Es este conjunto el que debe ser seguido por los demócratas venezolanos. Hay una política en curso destinada al acorralamiento irreversible del régimen, que apenas ha dado sus primeros pasos. Con las medidas tomadas hasta ahora —que incluyen la reciente imposición de aranceles a los posibles compradores—, el petróleo venezolano se ha convertido, de un día para otro, en una mercancía costosísima, no competitiva, cuyo mercado real y potencial se ha derrumbado sin solución a la vista.
El gobierno de Trump continuará tomando medidas. Que nadie lo dude. La situación financiera, comercial y política de Maduro, incluso frente a sus enchufados, familia y amiguetes; frente a funcionarios del gobierno y del PSUV; y, sobre todo, frente al corrupto estamento militar, será cada día más insostenible.

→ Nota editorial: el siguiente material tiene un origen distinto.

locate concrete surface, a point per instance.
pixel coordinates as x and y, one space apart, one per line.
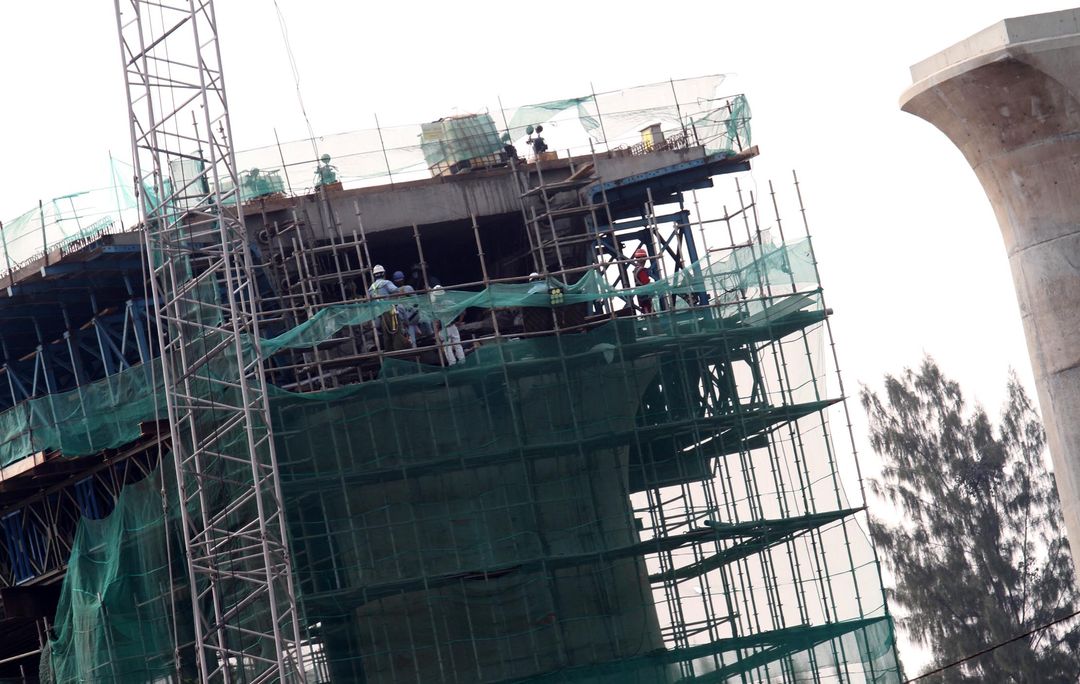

Maduro se aproxima, hora tras hora, al borde del precipicio. Esta afirmación no es un eslogan ni una presunción. Está a la vista. Pero no será ninguna fuerza extranjera la que ejecute la tarea final. El empujón es un deber de la sociedad venezolana que no cesa de luchar por un cambio que encamine a Venezuela hacia la democracia.